PERFORMANCE EVALUATION OF WIND ENERGY CONVERSION SYSTEM USING FUZZY BASED MODEL

Abstract

This thesis presents the development and test of an approach for improving the output performance of wind energy conversion system by regulating the frequency and voltage of a wind power generation system that considers stand alone wind-turbines equipped with self excited squirrel cage induction generators and a controlled secondary load without the use of energy storage devices. Since operating conditions in wind energy conversion system are kept changing, it is a challenge to design a control for reliable operation of the overall system. This control strategy is based on a fuzzy controller using the frequency as the input variable for the closed loop control and the power of a resistive secondary load as' the controlled variable: The secondary load is a simple controllable load capable of absorbing real power from the wind energy conversion system.
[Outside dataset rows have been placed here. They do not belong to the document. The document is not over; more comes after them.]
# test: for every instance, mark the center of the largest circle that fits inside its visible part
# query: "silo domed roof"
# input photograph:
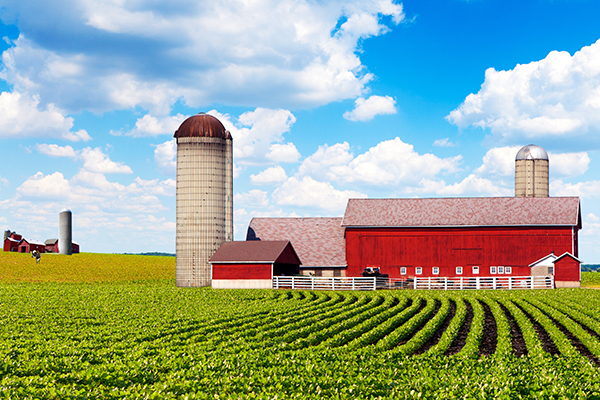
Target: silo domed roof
(202, 125)
(532, 152)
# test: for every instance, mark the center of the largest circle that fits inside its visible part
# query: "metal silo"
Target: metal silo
(204, 196)
(532, 172)
(65, 232)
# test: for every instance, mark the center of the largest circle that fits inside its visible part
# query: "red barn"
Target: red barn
(27, 246)
(459, 236)
(252, 264)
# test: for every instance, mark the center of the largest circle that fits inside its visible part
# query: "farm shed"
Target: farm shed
(52, 246)
(27, 246)
(458, 236)
(319, 242)
(252, 264)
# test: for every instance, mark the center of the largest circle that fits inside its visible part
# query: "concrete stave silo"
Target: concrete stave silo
(65, 232)
(532, 172)
(204, 196)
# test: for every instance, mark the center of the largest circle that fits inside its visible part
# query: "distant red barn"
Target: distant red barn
(252, 264)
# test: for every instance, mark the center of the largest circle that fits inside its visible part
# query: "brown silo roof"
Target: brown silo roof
(202, 125)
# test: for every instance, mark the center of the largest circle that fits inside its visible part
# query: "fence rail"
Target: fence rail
(431, 283)
(485, 282)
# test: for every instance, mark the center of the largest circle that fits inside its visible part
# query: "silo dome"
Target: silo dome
(532, 152)
(202, 125)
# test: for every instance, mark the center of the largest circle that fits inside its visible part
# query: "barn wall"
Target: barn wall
(392, 248)
(241, 271)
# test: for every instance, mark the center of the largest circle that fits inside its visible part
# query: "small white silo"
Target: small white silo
(532, 172)
(65, 232)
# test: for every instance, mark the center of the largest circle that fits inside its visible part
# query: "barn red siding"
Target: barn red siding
(242, 271)
(567, 269)
(447, 248)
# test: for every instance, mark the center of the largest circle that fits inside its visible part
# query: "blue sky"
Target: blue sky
(325, 101)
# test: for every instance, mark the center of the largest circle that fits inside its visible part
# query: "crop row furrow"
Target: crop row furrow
(423, 334)
(404, 331)
(342, 322)
(471, 347)
(355, 327)
(561, 342)
(585, 343)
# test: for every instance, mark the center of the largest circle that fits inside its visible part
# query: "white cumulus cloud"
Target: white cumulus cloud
(307, 192)
(367, 109)
(269, 176)
(557, 96)
(21, 115)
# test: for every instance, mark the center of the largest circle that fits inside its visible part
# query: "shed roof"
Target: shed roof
(318, 241)
(256, 252)
(470, 211)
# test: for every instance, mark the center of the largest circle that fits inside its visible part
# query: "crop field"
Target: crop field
(149, 339)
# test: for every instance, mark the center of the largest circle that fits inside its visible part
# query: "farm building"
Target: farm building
(319, 242)
(252, 264)
(437, 238)
(52, 246)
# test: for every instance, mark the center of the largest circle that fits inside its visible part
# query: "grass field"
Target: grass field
(140, 337)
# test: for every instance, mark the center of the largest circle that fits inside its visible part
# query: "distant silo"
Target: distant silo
(204, 196)
(65, 232)
(532, 172)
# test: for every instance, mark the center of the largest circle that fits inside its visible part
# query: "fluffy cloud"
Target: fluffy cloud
(391, 162)
(445, 142)
(472, 185)
(295, 53)
(165, 157)
(499, 161)
(149, 125)
(253, 198)
(557, 96)
(308, 192)
(21, 115)
(54, 150)
(589, 189)
(367, 109)
(269, 176)
(257, 136)
(569, 164)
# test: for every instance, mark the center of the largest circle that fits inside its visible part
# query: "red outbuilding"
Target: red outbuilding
(27, 246)
(252, 264)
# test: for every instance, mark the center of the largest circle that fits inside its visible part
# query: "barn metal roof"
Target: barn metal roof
(202, 125)
(457, 212)
(256, 252)
(318, 241)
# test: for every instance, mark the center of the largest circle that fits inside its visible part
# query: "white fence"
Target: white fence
(485, 282)
(431, 283)
(324, 283)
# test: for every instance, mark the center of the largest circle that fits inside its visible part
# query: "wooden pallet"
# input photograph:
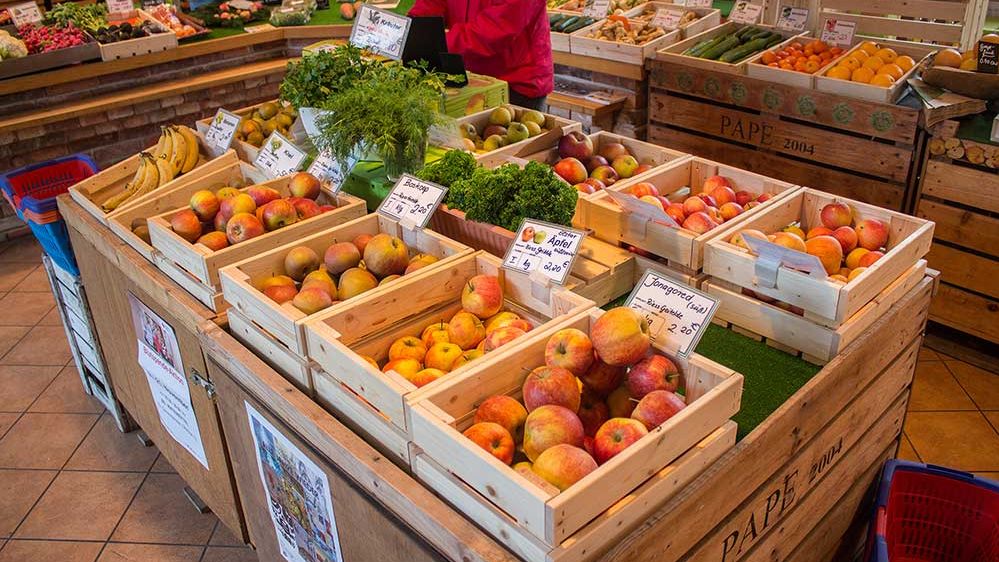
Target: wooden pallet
(338, 340)
(278, 331)
(682, 248)
(196, 267)
(543, 517)
(854, 148)
(823, 300)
The purpose of this secondary load is to quickly absorb any. excess wind power, thus helping to control the system frequency. To consider variable operating conditions, Mamdani fuzzy operator is taken into account to represent time-varying system, partitioned by linguistic rules. For improving the voltage profile synchronous condenser is used. The proposed system is simulated in MATLAB 7.5.0. In the simulation study, the frequency, voltage, generated and consumed power profiles during startup and production are discussed. The proposed controller is compared with a conventional proportional-integral derivative (PID) controller. Simulation results show that the proposed controller is more effective against disturbances caused by wind speed and load variation than the PID controller, and thus' it contributes to the better performance of wind energy conversion system.